Shell declares nearly $10bn profit
By Simon Hacker | 4th May 2023
Oil and gas prices may be falling, but oil giant Shell today posted profits of £7.66bn ($9.6bn) for the first three months of 2023, a figure that out-strips forecasts as energy producers continue to record soaring financial figures.
Adjusted earnings for Shell exceeded the $9.13bn it made in the first quarter of 2022, when oil and gas prices surged in the wake of the invasion of Ukraine. Industry analysts had predicted a figure of $7.96bn.
Shell said the figure follows "improved operational performance, lower underlying opex (operational expenditure) and better results in Chemicals & Products driven by trading and optimisation offsetting the impact of lower oil and gas prices, and higher tax compared with Q4 2022".
However, profits are lower than the $9.8bn Shell made in the final quarter of 2022, given the recent drop in oil and gas prices from their highs last summer.
Shell has indicated that it will funnel billions of this profit back to shareholders via a $4bn share buyback programme announced today. The move follows total shareholder distributions of $6.3bn in the first quarter of 2023, including a $4bn buyback programme.
Sharon Graham, general secretary of Unite, said: "The scale of profiteering displayed today by Shell and earlier this week BP is one of the corporate scandals of our times. And this is practically untouched by Rishi Sunak's so-called windfall tax."
With BP and Shell profits together amounting to a first quarter "bonanza" touching £11.7bn, she said that two of the "Masters of Big Oil" were "continuing to gather in obscene profits" and called for government intervention.
She added: "Actually it's time to consider something way beyond a windfall tax. Unite research has found that if the UK had a Norwegian tax take we would be earning at least £30 billion more from the North Sea than we are now.

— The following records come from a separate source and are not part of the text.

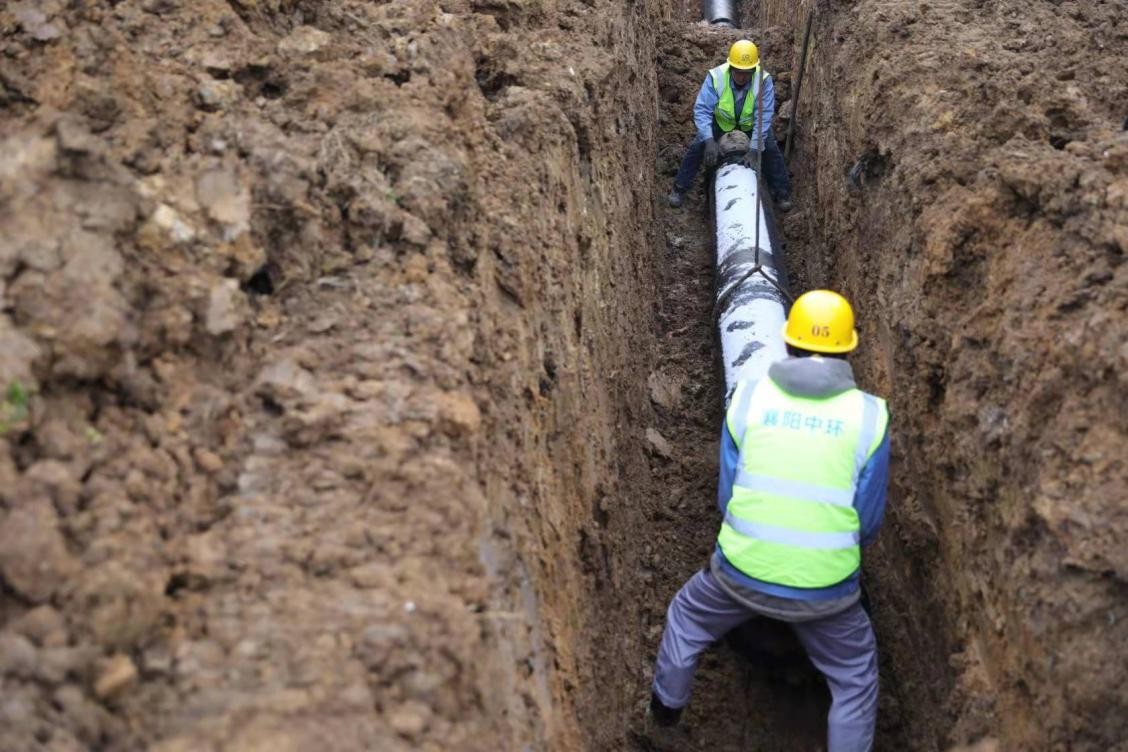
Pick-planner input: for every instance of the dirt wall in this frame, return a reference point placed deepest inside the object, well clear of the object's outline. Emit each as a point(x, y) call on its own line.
point(320, 337)
point(970, 198)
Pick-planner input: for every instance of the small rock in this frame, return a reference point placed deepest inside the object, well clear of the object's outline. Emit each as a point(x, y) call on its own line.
point(663, 391)
point(659, 444)
point(226, 304)
point(208, 460)
point(214, 96)
point(226, 200)
point(458, 414)
point(117, 675)
point(284, 381)
point(303, 41)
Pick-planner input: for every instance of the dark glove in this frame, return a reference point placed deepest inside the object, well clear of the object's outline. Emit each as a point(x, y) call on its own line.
point(751, 157)
point(712, 153)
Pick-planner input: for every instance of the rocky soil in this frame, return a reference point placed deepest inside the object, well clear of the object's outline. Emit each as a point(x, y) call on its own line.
point(317, 365)
point(358, 391)
point(974, 200)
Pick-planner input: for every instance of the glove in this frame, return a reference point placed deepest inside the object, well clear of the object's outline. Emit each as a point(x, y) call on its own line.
point(750, 157)
point(712, 153)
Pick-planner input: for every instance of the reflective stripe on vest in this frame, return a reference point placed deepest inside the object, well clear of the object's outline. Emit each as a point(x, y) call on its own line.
point(725, 111)
point(791, 520)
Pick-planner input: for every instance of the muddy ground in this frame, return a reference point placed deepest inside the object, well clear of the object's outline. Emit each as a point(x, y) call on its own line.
point(360, 390)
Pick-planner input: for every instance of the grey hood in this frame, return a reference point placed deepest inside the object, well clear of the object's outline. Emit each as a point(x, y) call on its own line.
point(812, 377)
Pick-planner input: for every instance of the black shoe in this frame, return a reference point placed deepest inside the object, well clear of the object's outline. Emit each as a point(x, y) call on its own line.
point(662, 715)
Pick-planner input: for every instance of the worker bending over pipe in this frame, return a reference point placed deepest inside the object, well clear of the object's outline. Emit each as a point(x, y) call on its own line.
point(804, 463)
point(726, 102)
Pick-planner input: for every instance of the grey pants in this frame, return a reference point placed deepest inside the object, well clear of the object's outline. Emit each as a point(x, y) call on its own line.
point(842, 646)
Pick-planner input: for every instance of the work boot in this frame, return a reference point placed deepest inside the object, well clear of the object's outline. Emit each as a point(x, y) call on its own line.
point(661, 730)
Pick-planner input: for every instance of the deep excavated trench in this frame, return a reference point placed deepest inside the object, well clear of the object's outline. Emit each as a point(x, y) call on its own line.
point(360, 391)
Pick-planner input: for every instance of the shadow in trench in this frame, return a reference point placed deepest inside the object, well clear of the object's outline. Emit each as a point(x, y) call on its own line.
point(773, 662)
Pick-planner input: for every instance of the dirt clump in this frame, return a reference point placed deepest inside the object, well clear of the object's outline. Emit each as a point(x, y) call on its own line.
point(313, 365)
point(970, 201)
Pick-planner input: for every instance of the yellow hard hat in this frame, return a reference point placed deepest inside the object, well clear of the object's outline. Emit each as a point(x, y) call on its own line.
point(821, 321)
point(743, 55)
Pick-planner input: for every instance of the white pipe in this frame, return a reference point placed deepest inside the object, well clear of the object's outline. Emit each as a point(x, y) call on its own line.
point(750, 308)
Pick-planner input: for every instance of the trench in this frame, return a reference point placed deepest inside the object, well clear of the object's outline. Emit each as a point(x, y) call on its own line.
point(361, 392)
point(755, 689)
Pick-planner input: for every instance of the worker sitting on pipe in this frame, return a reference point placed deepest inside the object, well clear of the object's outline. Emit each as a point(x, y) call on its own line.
point(804, 463)
point(726, 103)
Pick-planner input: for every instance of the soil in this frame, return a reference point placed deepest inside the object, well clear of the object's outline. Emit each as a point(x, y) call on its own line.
point(359, 389)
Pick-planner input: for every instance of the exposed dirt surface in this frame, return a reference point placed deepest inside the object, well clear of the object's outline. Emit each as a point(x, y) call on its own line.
point(358, 391)
point(972, 198)
point(324, 338)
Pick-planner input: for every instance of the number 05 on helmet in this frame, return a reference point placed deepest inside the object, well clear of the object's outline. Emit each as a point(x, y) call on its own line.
point(821, 321)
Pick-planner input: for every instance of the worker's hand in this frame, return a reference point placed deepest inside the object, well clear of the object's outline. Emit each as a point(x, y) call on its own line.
point(712, 153)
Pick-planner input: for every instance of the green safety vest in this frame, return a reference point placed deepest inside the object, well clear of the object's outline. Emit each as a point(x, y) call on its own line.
point(791, 520)
point(725, 111)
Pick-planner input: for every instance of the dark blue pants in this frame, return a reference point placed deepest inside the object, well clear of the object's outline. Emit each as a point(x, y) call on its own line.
point(775, 169)
point(842, 646)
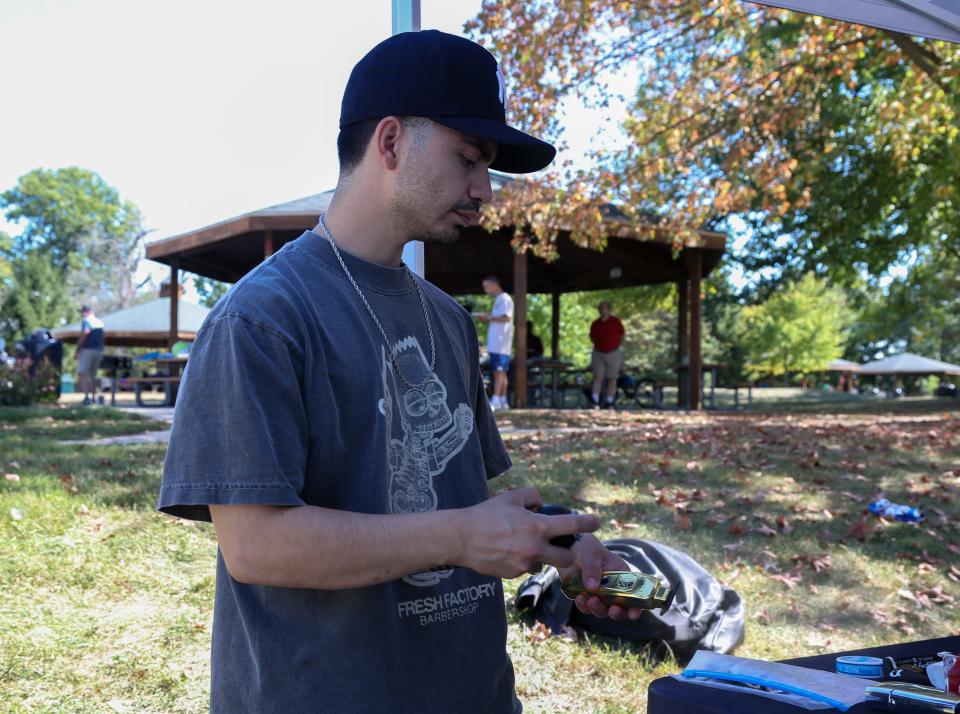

Not taking any action against "Big Oil" means the profiteering plundering will continue without end."
Shell's figures come in the wake of news from the Federation of Small Businesses that two in five small firms saw revenues fall over Q1, with only one in three seeing any increase.
A spokesman said: "Falling sales were an issue for many small firms over the first quarter. Two in five small businesses said their revenues fell over the course of the first three months of this year (41%), compared with one in three who said they had seen an increase in sales (34%)."
On inflation, yet another series high was reached, with 92% of small businesses saying their costs were higher than in the same period last year, with utilities the main culprit (cited by 63% of businesses whose costs had changed), followed by labour costs (45%), inputs (44%), and fuel (40%, although this was notably down from 54% in the previous quarter).